Je passe les détails mais toujours est-il que je vois mon Annabelle qui baisse spontanément et
lentement sa tête, puis qui se met en boule et s'enroule comme un escargot (exercice classique de
relaxation).Il se trouve que 3 jours auparavant j'avais fait la même chose dans une séance d'HTSMA
personnelle. Je note la coïncidence mais je n'en dis rien. Annabelle, adolescente très dans une
dynamique d'hypercontrôle, a-t-elle capté quelque chose en moi d'un travail effectué, spontanément
aussi, sur le lâcher prise? Elle émerge de cette transe hypnotique profonde. S'en suit un temps
d'échange, je lui parle de mon expérience personnelle récente, puis de la manière dont le fœtus
reçoit sa nourriture, du cordon ombilical etc. Elle me dit qu'elle pensait que le cordon servait
uniquement à retenir le bébé...

Elle est alors prise d'un mal de tête aussi intense que subit. Or lors de ma séance d'HTSMA
personnelle récente, j'avais visualisé mes angoisses sous la forme d'une boule dans ma main avant
de la lâcher. Je lui propose de donner une forme à son mal de tête, c'est une boule (évidemment
aurais-je pu dire).

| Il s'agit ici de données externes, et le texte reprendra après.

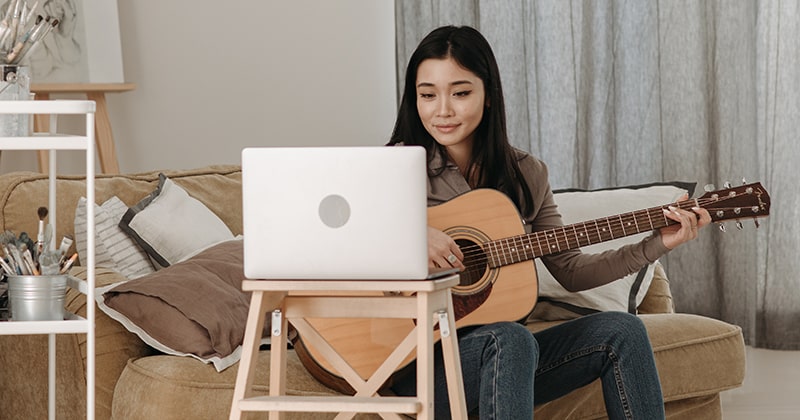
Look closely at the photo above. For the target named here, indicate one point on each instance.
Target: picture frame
(85, 46)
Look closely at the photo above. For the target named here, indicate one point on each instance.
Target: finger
(704, 217)
(687, 220)
(457, 252)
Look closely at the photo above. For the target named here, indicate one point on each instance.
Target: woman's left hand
(689, 222)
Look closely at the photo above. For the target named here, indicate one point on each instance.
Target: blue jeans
(507, 370)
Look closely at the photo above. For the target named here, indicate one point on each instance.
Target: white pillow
(114, 249)
(621, 295)
(171, 226)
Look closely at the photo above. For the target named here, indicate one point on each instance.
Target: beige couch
(697, 357)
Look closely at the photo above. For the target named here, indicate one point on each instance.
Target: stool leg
(452, 365)
(277, 352)
(425, 314)
(247, 364)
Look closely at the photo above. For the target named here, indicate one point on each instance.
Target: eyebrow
(456, 83)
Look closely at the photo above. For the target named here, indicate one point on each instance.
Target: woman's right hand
(443, 250)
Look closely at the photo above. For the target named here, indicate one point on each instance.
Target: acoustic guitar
(499, 282)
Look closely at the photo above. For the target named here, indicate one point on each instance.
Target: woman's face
(450, 101)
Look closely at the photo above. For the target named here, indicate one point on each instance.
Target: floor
(771, 389)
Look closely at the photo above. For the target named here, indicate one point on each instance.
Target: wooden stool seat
(428, 302)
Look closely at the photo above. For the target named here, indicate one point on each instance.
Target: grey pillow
(171, 226)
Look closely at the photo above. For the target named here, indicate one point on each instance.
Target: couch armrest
(114, 345)
(658, 299)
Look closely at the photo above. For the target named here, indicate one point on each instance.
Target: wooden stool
(425, 301)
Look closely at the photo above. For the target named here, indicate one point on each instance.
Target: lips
(446, 128)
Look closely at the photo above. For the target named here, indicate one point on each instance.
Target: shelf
(47, 107)
(71, 325)
(41, 141)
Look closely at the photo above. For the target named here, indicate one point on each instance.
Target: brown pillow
(193, 308)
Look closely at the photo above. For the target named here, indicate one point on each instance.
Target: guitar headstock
(744, 201)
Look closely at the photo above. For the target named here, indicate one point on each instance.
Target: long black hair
(493, 160)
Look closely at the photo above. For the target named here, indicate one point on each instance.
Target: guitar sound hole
(474, 261)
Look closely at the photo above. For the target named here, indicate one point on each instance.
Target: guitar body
(499, 282)
(484, 295)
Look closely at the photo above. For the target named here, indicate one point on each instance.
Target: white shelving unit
(54, 142)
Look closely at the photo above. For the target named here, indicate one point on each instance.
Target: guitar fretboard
(519, 248)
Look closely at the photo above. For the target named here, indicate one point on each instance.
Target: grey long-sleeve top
(573, 269)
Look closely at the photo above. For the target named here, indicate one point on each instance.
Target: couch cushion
(21, 193)
(178, 388)
(696, 357)
(193, 308)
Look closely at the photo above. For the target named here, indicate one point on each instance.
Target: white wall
(213, 77)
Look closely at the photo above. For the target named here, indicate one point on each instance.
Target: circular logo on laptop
(334, 211)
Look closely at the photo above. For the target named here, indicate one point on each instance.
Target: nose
(444, 108)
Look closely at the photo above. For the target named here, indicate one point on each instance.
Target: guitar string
(477, 265)
(618, 230)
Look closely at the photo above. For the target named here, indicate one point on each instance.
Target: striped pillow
(114, 249)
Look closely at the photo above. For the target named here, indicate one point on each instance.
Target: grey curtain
(612, 93)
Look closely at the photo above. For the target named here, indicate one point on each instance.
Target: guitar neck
(533, 245)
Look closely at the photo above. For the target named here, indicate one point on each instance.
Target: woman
(453, 106)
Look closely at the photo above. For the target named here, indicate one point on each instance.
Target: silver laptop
(335, 213)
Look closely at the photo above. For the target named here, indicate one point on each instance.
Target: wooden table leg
(106, 151)
(104, 138)
(41, 124)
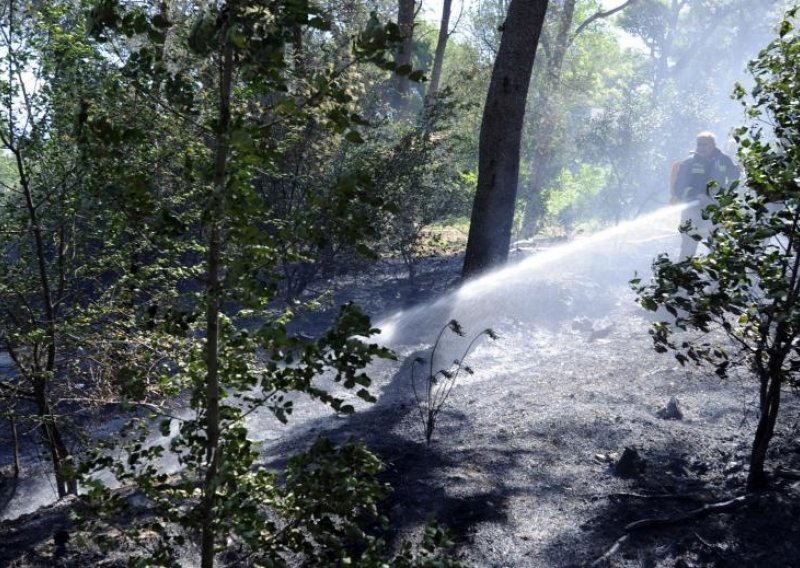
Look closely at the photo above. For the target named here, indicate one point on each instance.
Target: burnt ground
(524, 465)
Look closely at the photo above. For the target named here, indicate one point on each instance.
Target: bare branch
(599, 16)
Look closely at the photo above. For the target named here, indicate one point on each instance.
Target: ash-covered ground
(524, 465)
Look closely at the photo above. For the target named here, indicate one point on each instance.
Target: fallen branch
(611, 551)
(704, 511)
(793, 474)
(643, 524)
(665, 496)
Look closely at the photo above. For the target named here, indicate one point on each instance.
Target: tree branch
(599, 16)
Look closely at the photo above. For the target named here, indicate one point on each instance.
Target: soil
(570, 429)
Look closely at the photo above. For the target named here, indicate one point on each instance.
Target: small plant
(432, 392)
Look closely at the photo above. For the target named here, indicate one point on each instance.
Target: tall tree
(746, 290)
(547, 116)
(500, 137)
(405, 23)
(441, 46)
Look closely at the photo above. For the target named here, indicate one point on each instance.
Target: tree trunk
(547, 127)
(213, 292)
(501, 132)
(405, 21)
(770, 404)
(441, 45)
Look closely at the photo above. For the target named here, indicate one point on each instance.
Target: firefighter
(707, 165)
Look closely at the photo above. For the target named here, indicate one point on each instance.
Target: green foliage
(747, 287)
(572, 197)
(433, 387)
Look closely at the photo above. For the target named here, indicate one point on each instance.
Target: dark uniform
(696, 172)
(691, 186)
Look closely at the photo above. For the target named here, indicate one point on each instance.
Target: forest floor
(524, 466)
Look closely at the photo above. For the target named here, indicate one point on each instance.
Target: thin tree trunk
(15, 446)
(547, 140)
(501, 131)
(757, 478)
(213, 292)
(405, 21)
(441, 45)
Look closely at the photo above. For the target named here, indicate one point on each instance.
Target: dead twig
(644, 524)
(793, 474)
(704, 511)
(697, 498)
(611, 551)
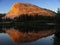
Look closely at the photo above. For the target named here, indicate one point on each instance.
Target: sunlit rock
(30, 9)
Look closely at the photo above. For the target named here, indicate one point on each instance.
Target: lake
(11, 36)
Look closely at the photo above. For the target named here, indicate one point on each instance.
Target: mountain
(19, 8)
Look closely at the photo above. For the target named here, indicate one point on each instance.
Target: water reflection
(56, 41)
(19, 36)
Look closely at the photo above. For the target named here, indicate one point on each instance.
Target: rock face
(24, 8)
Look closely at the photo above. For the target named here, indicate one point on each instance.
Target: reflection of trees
(56, 41)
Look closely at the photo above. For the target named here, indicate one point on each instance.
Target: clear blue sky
(5, 5)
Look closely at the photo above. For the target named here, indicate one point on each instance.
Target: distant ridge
(19, 8)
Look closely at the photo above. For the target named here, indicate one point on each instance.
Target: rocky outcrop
(25, 8)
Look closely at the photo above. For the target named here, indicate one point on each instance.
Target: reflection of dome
(20, 37)
(24, 8)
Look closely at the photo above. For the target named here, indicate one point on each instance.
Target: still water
(6, 40)
(11, 38)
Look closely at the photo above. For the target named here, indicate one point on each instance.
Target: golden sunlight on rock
(21, 37)
(25, 8)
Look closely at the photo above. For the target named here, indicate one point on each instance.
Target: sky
(53, 5)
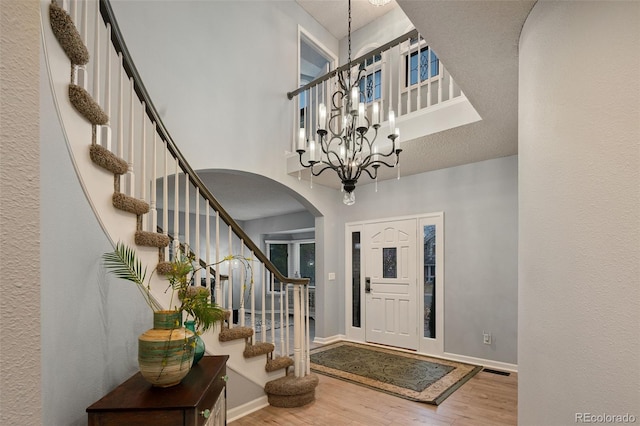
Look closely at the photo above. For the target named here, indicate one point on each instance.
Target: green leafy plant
(124, 264)
(194, 300)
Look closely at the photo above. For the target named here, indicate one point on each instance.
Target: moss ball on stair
(291, 391)
(65, 31)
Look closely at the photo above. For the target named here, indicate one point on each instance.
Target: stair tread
(257, 349)
(151, 239)
(108, 160)
(85, 105)
(236, 333)
(291, 385)
(278, 363)
(68, 36)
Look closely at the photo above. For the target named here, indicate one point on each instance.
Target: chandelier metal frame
(345, 143)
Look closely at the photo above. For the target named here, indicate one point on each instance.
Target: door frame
(425, 345)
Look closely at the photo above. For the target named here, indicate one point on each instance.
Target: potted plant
(166, 352)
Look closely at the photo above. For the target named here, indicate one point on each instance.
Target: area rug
(407, 375)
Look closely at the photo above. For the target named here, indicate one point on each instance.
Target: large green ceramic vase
(165, 352)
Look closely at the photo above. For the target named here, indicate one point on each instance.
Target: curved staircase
(87, 120)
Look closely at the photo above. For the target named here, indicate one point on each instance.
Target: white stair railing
(180, 205)
(402, 77)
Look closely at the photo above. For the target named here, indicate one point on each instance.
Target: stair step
(278, 363)
(291, 391)
(151, 239)
(236, 333)
(85, 105)
(67, 34)
(129, 204)
(257, 349)
(108, 160)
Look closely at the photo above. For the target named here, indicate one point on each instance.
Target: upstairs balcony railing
(181, 206)
(404, 76)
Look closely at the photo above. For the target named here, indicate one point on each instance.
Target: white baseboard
(247, 408)
(498, 365)
(327, 340)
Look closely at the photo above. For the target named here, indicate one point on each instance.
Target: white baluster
(307, 335)
(132, 182)
(440, 81)
(96, 57)
(217, 283)
(207, 253)
(104, 132)
(120, 141)
(251, 290)
(165, 198)
(399, 110)
(419, 86)
(243, 289)
(297, 355)
(153, 214)
(429, 90)
(408, 77)
(84, 22)
(176, 207)
(196, 243)
(230, 280)
(450, 85)
(187, 218)
(273, 308)
(282, 302)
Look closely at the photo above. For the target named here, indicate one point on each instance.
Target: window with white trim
(293, 258)
(421, 61)
(371, 83)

Je lui propose de venir mettre cette boule dans sa main, paume en appui dans la
mienne. L'accordage va se faire au niveau circulatoire. Elle ne sent pas sa main alors que je sens par
le contact intensément une de ses veines battre contre mon majeur, je le lui dis. Je fais silence et me
mets en position d'accueil de la suite du processus. C'est alors que j'entends mes acouphènes
pulsatiles (que j'ai de temps en temps), se synchroniser avec son rythme circulatoire. Je rappelle
qu'elle parvenait à se calmer en prenant son pouls... Je vois ensuite sa main qui penche sur le côté,
qui a un petit sursaut, comme si elle avait laissé tomber une boule. Elle ouvre les yeux, étonnée,
reprenant contact avec la réalité. Je lui demande ce qui s'est passé: la boule est tombée, et le mal de
tête a disparu ! Et elle est redevenue calme.
Je lui demande ce qu'elle va faire de différent. " Je vais raconter ça à ma mère et je vais le refaire
avec elle!".

Ici nous avons une aire de jeu permettant de faire se rencontrer à la fois les imaginaires et les corps,
Le réaccordage mère/enfant peut se jouer par l'intermédiaire de notre synchronisation. J'ai eu
l'impression de danser avec Annabelle: j'avançais d'un pas, elle d'un autre, etc. Travail à partir du
stress du bac grâce auquel nous sommes revenues au problème de départ, l'insécurité dans le lien
mère-fille. Belle symbolisation du travail sur l'attachement et la séparation, qui illustre bien une des
"devises" d’Éric BARDOT: "s'unir pour mieux se séparer, se séparer pour mieux s'unir".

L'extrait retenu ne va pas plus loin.